Lower returns for longer; Advisers will have to work harder
Financial advisers have been told to expect single-digit returns on investments “for the foreseeable future.”
Tuesday, June 21st 2022, 6:00AM
by Eric Frykberg
Big returns gone and advisers need to look sharp – conference advice
They were also told they will have to work harder for their money.
These views came from Clayton Coplestone, director of Heathcote Investment Partners. He was speaking to delegates at a conference organised by the Financial Services Council (FSC) in Queenstown.
Coplestone told delegates the double-digit returns of the past few years have disappeared for many reasons, and a return of 8% on investments would be a good one.
Coplestone said this development stemmed from a change in the investment world that happened very fast.
“March of this year, when markets corrected, represented a tectonic shift away from Blue Sky, ambitious, power-point investments, to fundamental, provable outputs,” he said.
People would want much more certainty, and the days of double-digit returns were over.
His estimate of 8% used a risk-free rate of return of 3% as a starting point. That was based on the long term average return on a term-deposit in a bank. He then added 5%, also based on long term averages for risk based returns.
Coplestone said for the adviser industry, these changes would make people become very picky, and ask many questions about the fees they were incurring and the value they could expect from their investment decisions.
“Complacency or mediocrity (in the adviser industry) is going to get punished,” Coplestone said.

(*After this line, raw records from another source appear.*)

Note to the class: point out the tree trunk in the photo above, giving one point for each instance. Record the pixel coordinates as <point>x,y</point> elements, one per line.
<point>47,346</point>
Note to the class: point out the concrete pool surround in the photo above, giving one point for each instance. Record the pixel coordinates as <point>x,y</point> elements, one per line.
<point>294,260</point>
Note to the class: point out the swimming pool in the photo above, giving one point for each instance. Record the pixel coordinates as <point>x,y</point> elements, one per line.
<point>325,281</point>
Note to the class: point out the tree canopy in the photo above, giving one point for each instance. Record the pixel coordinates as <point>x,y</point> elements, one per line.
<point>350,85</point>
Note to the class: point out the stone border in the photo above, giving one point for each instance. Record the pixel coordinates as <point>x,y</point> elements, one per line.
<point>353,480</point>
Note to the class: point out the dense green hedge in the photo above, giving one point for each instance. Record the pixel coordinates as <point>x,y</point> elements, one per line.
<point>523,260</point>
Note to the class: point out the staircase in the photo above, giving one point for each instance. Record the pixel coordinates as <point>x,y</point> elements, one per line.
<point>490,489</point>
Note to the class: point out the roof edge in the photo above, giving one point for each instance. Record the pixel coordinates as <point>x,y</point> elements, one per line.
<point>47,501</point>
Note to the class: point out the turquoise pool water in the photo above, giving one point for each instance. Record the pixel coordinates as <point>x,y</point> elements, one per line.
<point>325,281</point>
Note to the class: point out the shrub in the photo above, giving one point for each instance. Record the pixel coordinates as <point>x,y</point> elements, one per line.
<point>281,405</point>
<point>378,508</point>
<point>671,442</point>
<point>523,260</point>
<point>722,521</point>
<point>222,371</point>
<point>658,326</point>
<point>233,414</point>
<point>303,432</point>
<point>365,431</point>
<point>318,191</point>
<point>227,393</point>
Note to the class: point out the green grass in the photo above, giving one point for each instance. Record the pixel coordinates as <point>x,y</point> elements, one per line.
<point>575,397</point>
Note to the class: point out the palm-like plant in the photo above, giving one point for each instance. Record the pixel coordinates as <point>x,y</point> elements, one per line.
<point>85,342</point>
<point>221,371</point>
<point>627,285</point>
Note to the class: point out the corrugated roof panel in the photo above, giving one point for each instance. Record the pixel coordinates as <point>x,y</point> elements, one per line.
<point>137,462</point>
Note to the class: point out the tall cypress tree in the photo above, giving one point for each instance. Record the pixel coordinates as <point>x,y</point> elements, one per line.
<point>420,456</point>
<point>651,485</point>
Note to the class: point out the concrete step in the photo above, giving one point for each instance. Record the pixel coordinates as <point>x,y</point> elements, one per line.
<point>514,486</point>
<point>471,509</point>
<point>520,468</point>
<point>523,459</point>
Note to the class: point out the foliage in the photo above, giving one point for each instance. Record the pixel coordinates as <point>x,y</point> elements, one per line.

“There is a huge role for financial guidance but it has to be realistic and it has to have a value that advisers can add and customers cannot get on their own.”
Copperstone said there were many reasons for the dramatic change in the investment scene and its consequent fall in returns. Inflation was back, so was international tension, and interest rates were rising.
But demographics also played a role, with the large population bulge of baby boomers getting older, and moving in large numbers from expansion to conservatism.
He said they were less interested in Blue Sky investments and more interested in safeguarding what they have already got.
“They are sitting there, thinking, this is my nest egg, this is all I have got, and I want to make it outlive me.”
Coplestone argued these people would tend to turn down adventurous investment in favour of solidity and there were enough of them to make a big difference.